The Co-ordination 75 is a federation of four different Parisian neighbourhood organisations – the 11th, the 10th, the 18th and the 19th Collectives. It was formed during 2002 following the occupation of the Basilica Saint Denis, where the occupation of a church by a few dozen sans-papiers sparked a demonstration of 30,000 undocumented migrants, who marched to demand their regularisation. Since then, the government has received delegations from Co-ordination 75 every three months, to receive regularisation requests. One part of the major day-to-day work of Co-ordination 75, aside from political campaigning for mass regularisations, is to help its members make formal regularisation requests. Following the long process of compiling a file, the Co-ordination organises mass depositions of regularisation

I spoke to Yiribou, a member of Co-ordination 75 from Cote d'Ivoire. He had lived in France since 1999 without papers, and had been regularised, thanks to Co-ordination 75, just this year.

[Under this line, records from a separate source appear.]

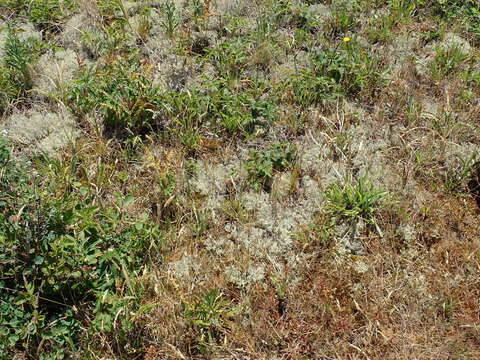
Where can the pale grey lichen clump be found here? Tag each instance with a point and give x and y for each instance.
(40, 129)
(449, 41)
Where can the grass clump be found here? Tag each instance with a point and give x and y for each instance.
(208, 317)
(16, 69)
(261, 166)
(354, 201)
(335, 73)
(120, 91)
(68, 263)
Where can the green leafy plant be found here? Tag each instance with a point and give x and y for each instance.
(261, 166)
(447, 61)
(208, 316)
(456, 178)
(359, 200)
(170, 19)
(16, 68)
(120, 91)
(67, 263)
(335, 73)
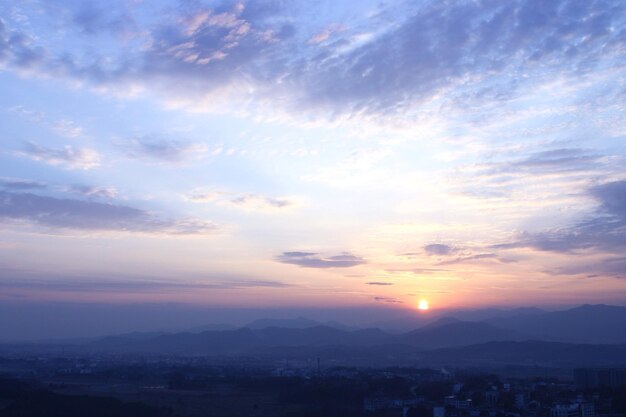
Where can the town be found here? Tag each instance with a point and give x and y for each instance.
(190, 387)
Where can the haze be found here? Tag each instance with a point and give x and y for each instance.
(172, 164)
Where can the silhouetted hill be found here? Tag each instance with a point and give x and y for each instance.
(456, 333)
(212, 327)
(594, 324)
(241, 340)
(421, 319)
(530, 353)
(297, 323)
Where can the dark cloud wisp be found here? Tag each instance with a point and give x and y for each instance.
(315, 260)
(91, 216)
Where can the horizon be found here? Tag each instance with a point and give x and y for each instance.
(45, 323)
(161, 159)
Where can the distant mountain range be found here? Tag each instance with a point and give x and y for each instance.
(586, 335)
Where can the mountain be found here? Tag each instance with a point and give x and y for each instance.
(297, 323)
(424, 318)
(596, 324)
(212, 327)
(240, 341)
(451, 332)
(530, 353)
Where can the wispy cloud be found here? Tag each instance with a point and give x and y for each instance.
(315, 260)
(243, 52)
(129, 285)
(92, 191)
(245, 201)
(67, 157)
(165, 150)
(604, 229)
(21, 184)
(93, 216)
(391, 300)
(476, 258)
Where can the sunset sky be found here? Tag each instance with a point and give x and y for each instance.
(319, 154)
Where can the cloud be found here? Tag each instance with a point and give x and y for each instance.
(477, 257)
(325, 34)
(129, 285)
(438, 249)
(246, 201)
(609, 266)
(315, 260)
(248, 53)
(21, 184)
(164, 150)
(67, 128)
(603, 229)
(92, 191)
(68, 157)
(93, 216)
(391, 300)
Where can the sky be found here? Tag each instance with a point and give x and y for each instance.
(295, 154)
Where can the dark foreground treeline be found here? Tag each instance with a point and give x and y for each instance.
(21, 399)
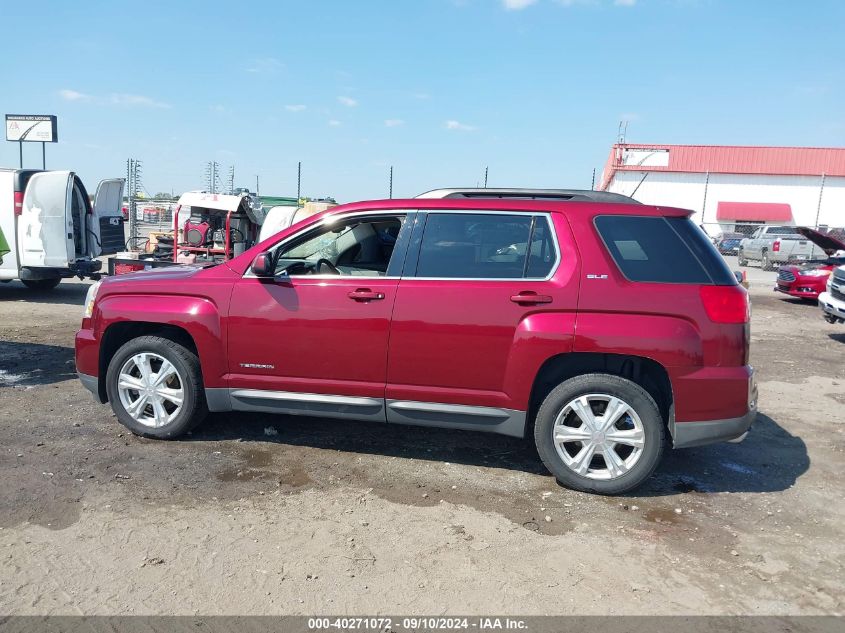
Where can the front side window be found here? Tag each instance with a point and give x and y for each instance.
(486, 246)
(359, 247)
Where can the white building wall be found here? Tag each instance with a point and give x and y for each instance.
(686, 190)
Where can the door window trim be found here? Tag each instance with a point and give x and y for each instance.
(400, 249)
(412, 258)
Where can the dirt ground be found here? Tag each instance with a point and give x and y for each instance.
(257, 514)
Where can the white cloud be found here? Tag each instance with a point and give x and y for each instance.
(137, 100)
(457, 125)
(516, 5)
(264, 66)
(73, 95)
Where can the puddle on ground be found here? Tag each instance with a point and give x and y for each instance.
(255, 467)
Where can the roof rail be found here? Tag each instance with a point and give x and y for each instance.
(560, 195)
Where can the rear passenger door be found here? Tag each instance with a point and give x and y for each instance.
(462, 317)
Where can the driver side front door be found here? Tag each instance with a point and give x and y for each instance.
(315, 343)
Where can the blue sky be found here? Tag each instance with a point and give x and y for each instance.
(438, 88)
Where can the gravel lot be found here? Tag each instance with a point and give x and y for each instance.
(256, 514)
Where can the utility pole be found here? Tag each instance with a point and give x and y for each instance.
(212, 176)
(819, 205)
(133, 186)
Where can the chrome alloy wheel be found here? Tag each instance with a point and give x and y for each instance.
(150, 389)
(598, 436)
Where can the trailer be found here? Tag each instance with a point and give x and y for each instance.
(208, 228)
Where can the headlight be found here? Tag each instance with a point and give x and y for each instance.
(90, 297)
(818, 272)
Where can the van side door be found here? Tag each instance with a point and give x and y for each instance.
(106, 226)
(45, 226)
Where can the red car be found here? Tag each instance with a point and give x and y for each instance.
(808, 280)
(604, 328)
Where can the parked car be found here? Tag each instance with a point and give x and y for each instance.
(605, 330)
(772, 245)
(53, 229)
(809, 279)
(832, 301)
(728, 243)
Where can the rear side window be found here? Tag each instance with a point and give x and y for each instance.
(486, 246)
(663, 250)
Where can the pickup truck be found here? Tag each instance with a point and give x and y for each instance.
(772, 245)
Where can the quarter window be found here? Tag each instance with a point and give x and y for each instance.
(486, 246)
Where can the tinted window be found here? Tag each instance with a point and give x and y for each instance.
(475, 246)
(542, 256)
(657, 249)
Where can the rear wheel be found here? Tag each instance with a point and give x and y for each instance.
(155, 387)
(600, 433)
(41, 284)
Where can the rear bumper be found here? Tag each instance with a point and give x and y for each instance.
(700, 433)
(92, 384)
(800, 291)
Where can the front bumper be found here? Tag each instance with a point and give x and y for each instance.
(689, 434)
(831, 307)
(799, 290)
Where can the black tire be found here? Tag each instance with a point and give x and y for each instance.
(654, 432)
(41, 284)
(187, 366)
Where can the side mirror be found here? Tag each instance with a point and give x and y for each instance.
(741, 279)
(262, 265)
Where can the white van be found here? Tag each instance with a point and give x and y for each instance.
(52, 228)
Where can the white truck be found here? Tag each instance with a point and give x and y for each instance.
(774, 245)
(53, 229)
(832, 302)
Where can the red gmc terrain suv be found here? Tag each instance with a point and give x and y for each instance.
(606, 328)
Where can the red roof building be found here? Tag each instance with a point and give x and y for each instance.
(732, 185)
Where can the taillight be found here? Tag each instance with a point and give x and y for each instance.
(725, 304)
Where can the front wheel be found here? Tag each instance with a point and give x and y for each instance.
(155, 387)
(41, 284)
(600, 433)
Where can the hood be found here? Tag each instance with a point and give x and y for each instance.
(826, 241)
(162, 274)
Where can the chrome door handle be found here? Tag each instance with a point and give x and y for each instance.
(365, 294)
(530, 298)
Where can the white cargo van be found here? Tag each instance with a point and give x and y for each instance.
(53, 229)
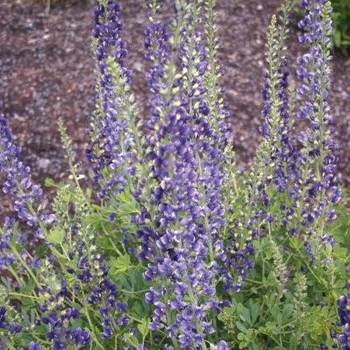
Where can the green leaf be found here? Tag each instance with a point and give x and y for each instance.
(241, 327)
(56, 236)
(121, 264)
(143, 327)
(131, 339)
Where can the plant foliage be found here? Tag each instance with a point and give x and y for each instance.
(174, 247)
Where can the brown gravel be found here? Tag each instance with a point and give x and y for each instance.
(46, 71)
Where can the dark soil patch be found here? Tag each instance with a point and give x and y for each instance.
(46, 69)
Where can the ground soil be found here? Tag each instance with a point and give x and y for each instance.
(46, 72)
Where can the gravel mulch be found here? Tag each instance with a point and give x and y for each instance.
(46, 72)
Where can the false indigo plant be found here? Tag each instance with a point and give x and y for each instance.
(172, 247)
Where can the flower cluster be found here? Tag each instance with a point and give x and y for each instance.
(28, 196)
(180, 251)
(112, 140)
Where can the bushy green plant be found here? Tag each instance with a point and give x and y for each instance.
(174, 247)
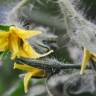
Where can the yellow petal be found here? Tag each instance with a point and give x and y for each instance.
(14, 47)
(4, 34)
(24, 34)
(86, 58)
(3, 41)
(24, 67)
(3, 44)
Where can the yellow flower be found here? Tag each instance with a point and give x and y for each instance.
(15, 40)
(86, 58)
(31, 71)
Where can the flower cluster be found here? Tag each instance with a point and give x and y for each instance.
(15, 40)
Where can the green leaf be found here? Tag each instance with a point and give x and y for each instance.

"Without papers, it was tough. I'd switch jobs, do a month here, a month there. Normally I'd borrow papers from friends to work on – the bosses often didn't realise, but sometimes they knew I was a sans-papiers. Since I got my papers, I've stuck with a job as a train station security guard. It's more secure.

"The worst thing about not having papers was always being afraid, hiding from the cops, knowing that at any moment they could come and say 'you, show me your papers'. But all the same you had to go out every day and work to feed your family, in spite of the risk.

"Co-ordination 75 was a big help. To get your papers, you've got to go and make your request in a big, big group. If you go alone, they mess with you. The officials in the Prefecture think you don't know your stuff, and refuse your request on made-up grounds. Then you can get arrested. If you go in a large group, they know you can't be fooled, and it's harder for them to arrest you.

"But you have to fight for your papers. You can't just go and make the request, because the government is against you. You have to fight."

The LCR is supporting the strikes energetically, but considers the occupation divisive. Jérôme, an activist from the LCR involved in the strike movement, said, “The laws on residency and freedom of movement are imposed on workers, not on bosses, experts, celebrities, or famous sports stars. Workers’ families are obliged to be “whiter than white”. When workers fall ill they become a so-called unbearable burden, working-class pupils and students are undesirable, pensioners are told to go and look elsewhere. By grounding this battle firmly in the terrain of the class struggle, the initiators of this movement have done a great service to all sans-papiers, and to the whole working class.”